Nocturne, opus 10, nr. 1; Waltz Scherzo in a minor, Opus 7; Humoresque in G, opus 10 nr 2, Capriccioso is B-flat, opus 19, nr. 5, Chanson triste, opus 40, nr 2; Waltz in A-flat, opus 40, nr.8; Romance in f minor, Opus 5, Romance in F, opus 51, nr 5; Un poco di Chopin, opus 72 nr. 15; L’espiègle, opus 72 nr. 12; Réverie du soir, opus 19 nr 1; Menuetto-scherzoso, opus 51 nr. 1, Valse de salon, opus 51 nr. 1; Méditation, Opus 72, nr. 5. From "The Seasons," Nr. 5, May. White Nights; Number 6, June, Barcarolle; Number 11, November, Troika; Number 1, January, By the fireplace.
Sviatoslav Richter, piano

Recorded in Studio 3 of the Bavarian Radio, 1983. Engineered by Wolfgang Karreth DDD
Licensed from Olympia
REGIS RRC 1093 [79'58]

It has always been a wonder to me why so few pianists program Tchaikovsky’s solo piano works. Granted, most of the pieces he left us are brief, somewhat sentimental and not overly virtuosic. Nonetheless, they possess an innocent charm and an acute sense of melodic invention. I had high hopes, then, when I received this disc of the late, great Sviatoslav Richter playing a lengthy recital of Tchaikovsky morsels.

One can hardly find fault in Richter’s playing. Direct and warm, these pieces are a part of his soul and he delivers them with just the right combination of technical panache and sentimentality. I was particularly fond of the opening Nocturne in F and the wonderful Humoresque in G major, opus ten, number 2.

What is disappointing about this collection is the overly terse early-digital sound, and the maddening need to change the volume on the stereo between each four-minute piece. Obviously this music was recorded to be packaged on one disc. To have such a huge swing in recording levels between such brief works is just plain annoying. If you leave the volume at one setting, you are blasted out of your living room by half the program, and you’ll miss the other half. Likewise, the sometimes brittle, sometimes distant sound of the piano is off-putting.

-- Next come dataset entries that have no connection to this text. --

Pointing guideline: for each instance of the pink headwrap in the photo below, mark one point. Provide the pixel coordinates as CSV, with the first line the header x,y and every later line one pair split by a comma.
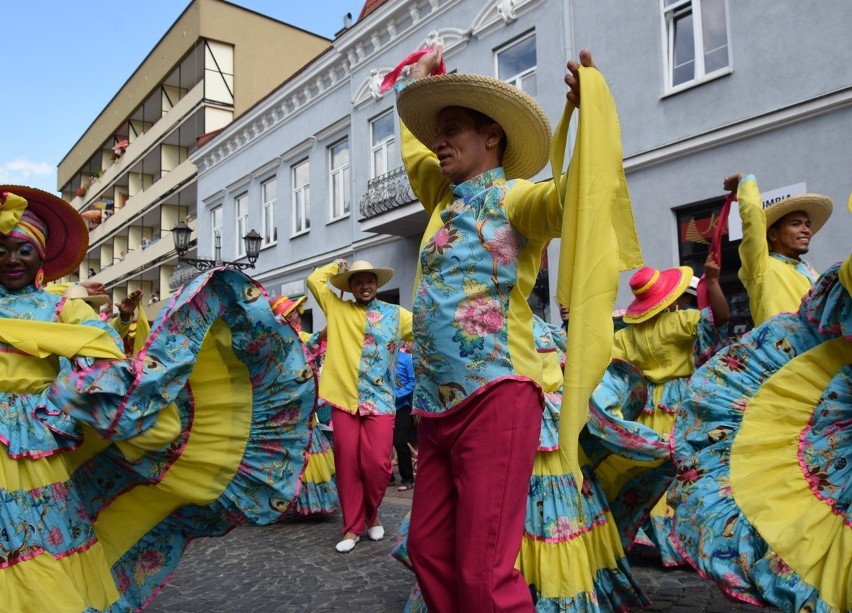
x,y
33,230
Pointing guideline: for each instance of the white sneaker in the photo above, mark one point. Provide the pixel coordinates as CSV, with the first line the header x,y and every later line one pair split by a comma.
x,y
347,545
376,533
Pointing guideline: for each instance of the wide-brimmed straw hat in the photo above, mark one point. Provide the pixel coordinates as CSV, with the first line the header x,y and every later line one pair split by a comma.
x,y
817,206
523,120
67,235
654,290
78,292
341,279
285,305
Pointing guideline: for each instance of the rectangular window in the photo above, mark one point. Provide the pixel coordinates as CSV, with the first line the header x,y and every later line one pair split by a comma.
x,y
216,227
696,39
338,179
516,64
383,144
301,197
269,198
241,206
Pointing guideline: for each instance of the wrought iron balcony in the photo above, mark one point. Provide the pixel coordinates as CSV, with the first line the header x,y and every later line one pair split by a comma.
x,y
386,193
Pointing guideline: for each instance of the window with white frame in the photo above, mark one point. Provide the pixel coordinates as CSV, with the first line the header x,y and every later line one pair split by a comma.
x,y
268,199
301,197
241,209
338,179
516,64
696,39
383,144
216,227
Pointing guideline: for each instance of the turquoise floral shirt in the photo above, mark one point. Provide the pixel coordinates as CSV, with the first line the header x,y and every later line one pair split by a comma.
x,y
468,269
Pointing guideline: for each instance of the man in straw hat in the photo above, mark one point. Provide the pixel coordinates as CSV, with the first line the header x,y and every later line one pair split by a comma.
x,y
470,143
774,239
358,382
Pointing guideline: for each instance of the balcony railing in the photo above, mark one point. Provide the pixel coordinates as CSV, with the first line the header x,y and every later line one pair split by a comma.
x,y
386,193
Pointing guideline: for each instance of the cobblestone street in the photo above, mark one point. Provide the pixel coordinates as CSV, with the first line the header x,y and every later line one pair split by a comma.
x,y
293,567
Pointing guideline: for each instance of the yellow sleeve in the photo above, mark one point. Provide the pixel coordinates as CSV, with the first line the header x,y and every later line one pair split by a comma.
x,y
405,319
57,288
535,209
318,285
424,171
754,250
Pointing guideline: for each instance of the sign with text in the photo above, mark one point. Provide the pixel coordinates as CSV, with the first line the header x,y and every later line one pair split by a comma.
x,y
735,224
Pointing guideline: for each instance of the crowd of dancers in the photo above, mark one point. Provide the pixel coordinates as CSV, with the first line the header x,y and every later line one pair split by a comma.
x,y
546,452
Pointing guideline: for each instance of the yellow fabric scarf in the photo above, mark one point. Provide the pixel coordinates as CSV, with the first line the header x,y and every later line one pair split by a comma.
x,y
41,339
598,241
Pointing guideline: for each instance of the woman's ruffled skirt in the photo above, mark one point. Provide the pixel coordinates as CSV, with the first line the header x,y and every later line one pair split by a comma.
x,y
206,429
628,444
763,454
318,488
571,554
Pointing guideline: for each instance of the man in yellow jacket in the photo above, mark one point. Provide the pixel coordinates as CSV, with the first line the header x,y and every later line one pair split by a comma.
x,y
774,239
358,382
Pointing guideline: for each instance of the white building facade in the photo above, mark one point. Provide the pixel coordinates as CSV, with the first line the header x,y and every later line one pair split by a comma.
x,y
704,88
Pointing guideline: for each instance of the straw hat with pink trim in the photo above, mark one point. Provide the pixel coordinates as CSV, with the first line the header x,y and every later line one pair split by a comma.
x,y
655,290
67,236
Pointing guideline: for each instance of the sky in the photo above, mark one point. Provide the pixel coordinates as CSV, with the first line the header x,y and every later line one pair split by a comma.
x,y
62,61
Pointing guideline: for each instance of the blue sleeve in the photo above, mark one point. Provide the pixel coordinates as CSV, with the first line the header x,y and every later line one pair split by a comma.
x,y
404,382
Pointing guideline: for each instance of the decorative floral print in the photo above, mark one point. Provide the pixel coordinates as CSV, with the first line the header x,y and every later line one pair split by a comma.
x,y
468,269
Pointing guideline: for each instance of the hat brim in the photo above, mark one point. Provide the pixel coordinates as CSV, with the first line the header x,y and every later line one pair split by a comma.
x,y
67,235
96,300
341,279
817,206
676,281
524,122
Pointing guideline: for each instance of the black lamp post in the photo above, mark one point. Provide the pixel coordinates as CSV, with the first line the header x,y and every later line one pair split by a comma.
x,y
181,234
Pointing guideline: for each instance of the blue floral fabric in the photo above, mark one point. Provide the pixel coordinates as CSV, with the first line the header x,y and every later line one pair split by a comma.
x,y
760,537
461,303
217,333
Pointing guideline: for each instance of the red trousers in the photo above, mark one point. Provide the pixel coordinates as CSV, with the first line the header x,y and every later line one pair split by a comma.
x,y
362,450
467,518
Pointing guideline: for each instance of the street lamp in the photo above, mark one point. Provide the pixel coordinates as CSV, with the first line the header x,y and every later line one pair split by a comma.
x,y
181,234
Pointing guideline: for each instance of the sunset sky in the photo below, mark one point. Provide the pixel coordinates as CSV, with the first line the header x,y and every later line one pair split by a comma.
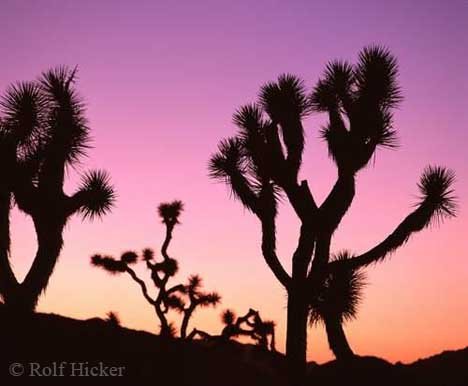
x,y
161,80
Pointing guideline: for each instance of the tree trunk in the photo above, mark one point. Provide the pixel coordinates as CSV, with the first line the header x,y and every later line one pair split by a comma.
x,y
26,294
337,339
183,328
296,337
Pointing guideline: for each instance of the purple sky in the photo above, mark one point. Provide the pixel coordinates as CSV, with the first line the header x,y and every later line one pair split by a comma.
x,y
161,80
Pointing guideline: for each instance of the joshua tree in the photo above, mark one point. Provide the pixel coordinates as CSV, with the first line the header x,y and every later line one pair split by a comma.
x,y
43,132
196,298
262,162
167,297
336,303
112,318
249,325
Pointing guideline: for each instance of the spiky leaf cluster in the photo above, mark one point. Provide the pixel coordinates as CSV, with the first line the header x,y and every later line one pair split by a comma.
x,y
340,294
359,100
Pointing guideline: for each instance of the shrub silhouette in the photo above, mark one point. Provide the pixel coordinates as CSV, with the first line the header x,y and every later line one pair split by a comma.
x,y
179,297
43,132
196,298
262,163
250,325
336,303
112,318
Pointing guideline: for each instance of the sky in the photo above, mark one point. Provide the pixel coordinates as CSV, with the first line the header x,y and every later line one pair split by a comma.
x,y
161,80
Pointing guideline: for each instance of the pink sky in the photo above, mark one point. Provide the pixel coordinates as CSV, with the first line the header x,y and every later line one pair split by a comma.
x,y
161,81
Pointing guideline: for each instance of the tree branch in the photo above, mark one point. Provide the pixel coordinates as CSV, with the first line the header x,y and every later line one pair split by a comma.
x,y
269,250
414,222
142,284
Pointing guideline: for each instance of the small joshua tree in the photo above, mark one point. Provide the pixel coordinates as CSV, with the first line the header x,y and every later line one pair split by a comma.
x,y
196,298
112,318
168,297
250,325
336,303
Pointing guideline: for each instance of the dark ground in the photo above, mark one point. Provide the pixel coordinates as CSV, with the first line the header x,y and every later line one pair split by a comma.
x,y
47,340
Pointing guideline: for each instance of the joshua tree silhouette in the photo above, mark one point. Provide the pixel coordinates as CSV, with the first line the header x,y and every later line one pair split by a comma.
x,y
250,325
43,132
196,298
336,303
263,160
167,297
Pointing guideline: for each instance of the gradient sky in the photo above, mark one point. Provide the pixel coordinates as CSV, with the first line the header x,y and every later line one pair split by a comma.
x,y
161,80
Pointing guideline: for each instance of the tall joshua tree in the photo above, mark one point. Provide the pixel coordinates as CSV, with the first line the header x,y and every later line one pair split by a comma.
x,y
262,161
168,297
336,303
43,132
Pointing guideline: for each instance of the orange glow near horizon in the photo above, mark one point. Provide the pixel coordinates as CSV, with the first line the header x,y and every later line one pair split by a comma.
x,y
161,82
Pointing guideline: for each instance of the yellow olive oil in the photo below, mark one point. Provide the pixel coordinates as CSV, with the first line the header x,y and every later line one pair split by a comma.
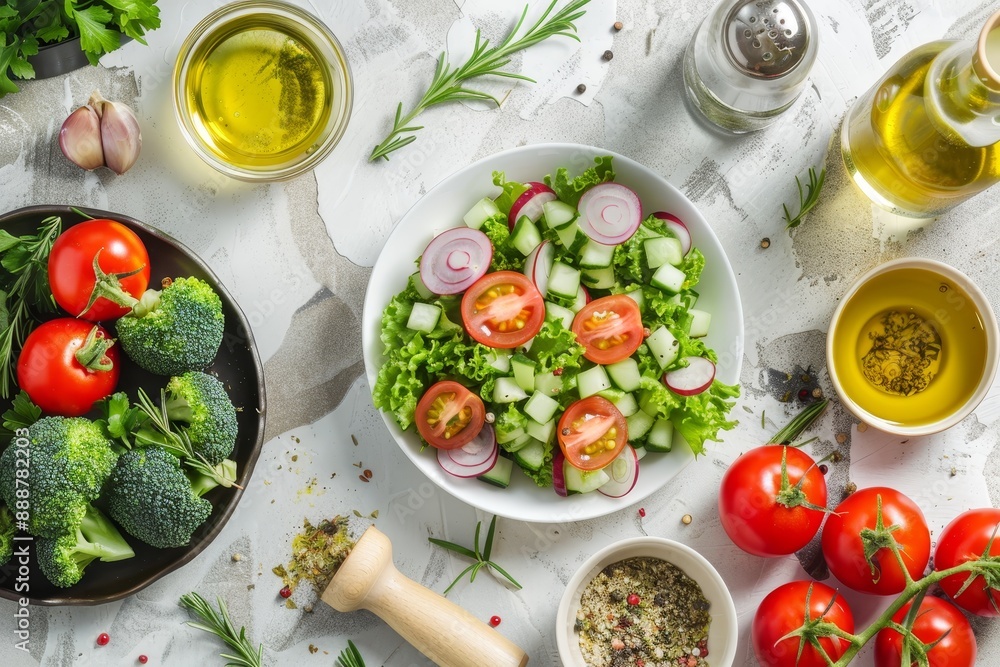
x,y
910,347
259,94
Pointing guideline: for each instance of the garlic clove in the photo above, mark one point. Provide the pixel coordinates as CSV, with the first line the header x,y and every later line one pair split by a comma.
x,y
120,136
80,138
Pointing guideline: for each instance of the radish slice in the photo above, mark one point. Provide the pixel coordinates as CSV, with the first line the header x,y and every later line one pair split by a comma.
x,y
530,203
610,213
558,477
454,259
677,226
458,470
624,473
693,379
478,451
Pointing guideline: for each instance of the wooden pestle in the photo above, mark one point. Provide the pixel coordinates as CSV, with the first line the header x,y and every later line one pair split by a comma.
x,y
437,627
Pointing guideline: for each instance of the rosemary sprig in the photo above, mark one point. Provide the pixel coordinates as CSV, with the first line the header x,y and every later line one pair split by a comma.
x,y
350,656
481,558
218,623
447,83
807,199
24,290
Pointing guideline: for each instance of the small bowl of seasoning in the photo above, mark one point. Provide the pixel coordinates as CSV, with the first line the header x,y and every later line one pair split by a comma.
x,y
262,90
913,347
647,601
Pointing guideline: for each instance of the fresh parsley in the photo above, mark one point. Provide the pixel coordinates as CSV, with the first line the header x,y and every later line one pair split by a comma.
x,y
447,83
25,25
481,558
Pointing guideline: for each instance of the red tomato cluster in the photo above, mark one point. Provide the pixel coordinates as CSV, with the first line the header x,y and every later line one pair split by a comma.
x,y
771,503
62,367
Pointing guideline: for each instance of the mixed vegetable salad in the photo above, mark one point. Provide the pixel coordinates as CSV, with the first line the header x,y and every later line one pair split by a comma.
x,y
556,330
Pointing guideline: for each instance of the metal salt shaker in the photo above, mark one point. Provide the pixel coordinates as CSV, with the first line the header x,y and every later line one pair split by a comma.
x,y
749,61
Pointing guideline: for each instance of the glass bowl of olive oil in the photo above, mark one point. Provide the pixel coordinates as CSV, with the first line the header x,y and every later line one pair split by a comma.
x,y
913,347
262,90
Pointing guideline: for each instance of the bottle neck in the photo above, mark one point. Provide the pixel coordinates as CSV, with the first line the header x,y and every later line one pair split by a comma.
x,y
959,101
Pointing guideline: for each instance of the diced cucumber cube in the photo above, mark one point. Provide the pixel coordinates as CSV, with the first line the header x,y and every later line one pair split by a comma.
x,y
700,321
424,317
558,214
663,345
524,372
542,432
668,278
663,250
598,278
564,281
661,436
481,211
565,315
499,474
638,425
506,391
592,380
596,255
525,236
531,456
625,374
540,407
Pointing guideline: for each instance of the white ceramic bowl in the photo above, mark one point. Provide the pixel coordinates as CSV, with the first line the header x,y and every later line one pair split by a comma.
x,y
976,300
723,634
443,207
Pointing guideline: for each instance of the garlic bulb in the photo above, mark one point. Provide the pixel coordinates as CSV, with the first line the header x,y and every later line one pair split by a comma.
x,y
101,133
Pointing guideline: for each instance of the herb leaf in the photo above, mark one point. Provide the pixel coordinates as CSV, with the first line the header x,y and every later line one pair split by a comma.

The big Penguin Guide endorsement sticker on the jewel box led me to have even less faith in that publication after listening. Regardless, this is a disc that I can still recommend with only a couple of caveats. It’s rare indeed to get such a broad sampling of Tchaikovsky’s shorter solo piano works, and to have them played by a great Russian pianist like Richter is a bonus. This is a disc that makes a nice alternative to the onslaught of Chopin and Rachmaninov discs that seem to flow forth like water from the record labels.

The booklet notes are informative, and give us some interesting insights into both performer and music. It would thrill me no end though to read a set of program notes that were more than just a blow-by-blow description of the music written at the level of a college freshman. A clever turn of phrase, perhaps? How about a flowing narrative? Surely there are some talented writers out there who can say something interesting and intelligent about a group of musical works.

Buy this at Regis’s ultra-bargain price.